TEMPO.CO, Jakarta - Badan Legislasi atau Baleg DPR mendorong agar draf rancangan Undang-Undang (RUU) Nomor 10 tahun 2016 tentang Pemilihan Gubernur, Bupati, dan Walikota disahkan dalam rapat paripurna har ini, Kamis, 22 Agustus 2024. RUU itu bakal disahkan yang menganulir putusan Mahkamah Konstitusi (MK) soal syarat pemilihan kepada daerah.
Bersamaan dengan itu, beberapa elemen masyarakat bakal menggelar demo besar-besaran. Berdasar informasi yang dihimpun Tempo, berbagai elemen masyarakat memprotes sikap DPR yang dinilai melakukan pembangkangan hukum putusan MK. Sejumlah aksi digelar yang dilakukan oleh dari guru besar, ilmuwan politik, ahli hukum tata negara, para akademisi lainnya, aktivis pro demokrasi, dan aktivis '98 yang akan melakukan aksi di gedung Mahkamah Konstitusi (MK).
Pihak-pihak yang bakal hadir dalam aksi itu yakni Magnis Suseno, Goenawan Mohammad, Saiful Mujani, Valina Singka Subekti, Sulistyowati Irianto, Abraham Samad, Bivitri Susanti, Usman Hamid, Ubedilah Badrun, Ray Rangkuti, A.Wakil Kamal, Nong Darul Mahmada, Alif Iman, Antonius Danar, Danardono Sirojudin, Fauzan Luthsa, hingga Kusfiardi.
“Kami para guru besar, para ilmuwan politik, ahli hukum tata negara, para akademisi lainya, para aktivis pro demokrasi, dll yang didukung penuh aktivis '98 akan bergerak melakukan perlawanan menuju gedung MK untuk selamatkan demokrasi dan selamatkan republik,” tulis seruan aksi yang diterima Tempo, Rabu, 21 Agustus 2024.
Selanjutnya, ada aksi dari Gerakan Jogja Memanggil yang juga akan turun ke jalan menyuarakan kegelisahannya soal terancamnya proses demokrasi di Indonesia. Aksi Jogja Memanggil ini akan dilakukan di wilayah DIY dengan titik kumpul Lapangan Parkir Abu Bakar Ali, Malioboro.
Mahasiswa juga akan turun ke jalan. Badan Eksekutif Mahasiswa Seluruh Indonesia (BEM SI) dari berbagai kampus akan berdemo menolak sikap DPR. Mereka menyerukan seluruh kampus di 14 wilayah untuk melakukan aksi di masing-masing wilayah dan bergabung aksi massa di Gedung DPR hari ini.

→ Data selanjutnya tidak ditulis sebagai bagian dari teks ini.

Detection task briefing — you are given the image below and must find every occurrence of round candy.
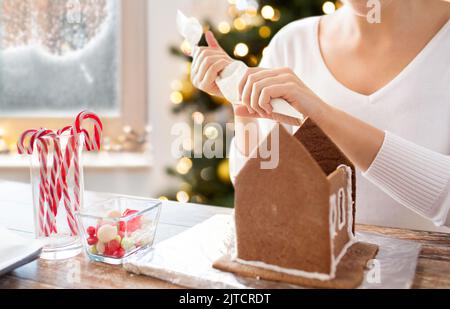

Mahkamah Konstitusi (MK) pada Selasa, 20 Agustus 2024 telah memutuskan ambang batas Pilkada akan ditentukan perolehan suara sah partai politik atau gabungan partai politik yang dikaitkan dengan jumlah Daftar Pemilih Tetap (DPT) Pemilu 2024 di masing-masing daerah. Ada empat klasifikasi besaran suara sah yang ditetapkan MK, yaitu; 10 persen, 8,5 persen, 7,5 persen dan 6,5 persen, sesuai dengan besaran DPT di daerah terkait. Putusan itu termuat dalam putusan MK 60/PUU-XXII/2024.
Dalam putusan lain yakni 70/PUU-XXII/2024, MK juga telah menetapkan batas usia calon kepala daerah minimal 30 tahun saat penetapan calon oleh KPU.
Namun, sehari pasca putusan tersebut, yakni pada Rabu, 21 Agustus 2024, Baleg DPR menggelar rapat untuk membahas RUU Pilkada. Dalam rapat itu, Baleg menyatakan tetap menggunakan ambang batas 20 persen kursi di parlemen bagi partai politik yang hendak mengusung calonnya di pemilihan kepala daerah.
Selain itu, Baleg DPR juga menolak putusan Mahkamah Konstitusi Nomor 70/PUU-XXII/2024 tentang syarat usia calon kepala daerah dihitung saat penetapan pasangan calon. Keputusan Baleg DPR batas usia calon berusia paling rendah 30 tahun untuk Calon Gubernur dan Wakil Gubernur dan 25 tahun untuk Calon Bupati dan Wakil Bupati atau Calon Wali Kota dan Wakil Wali Kota terhitung sejak pelantikan pasangan calon terpilih.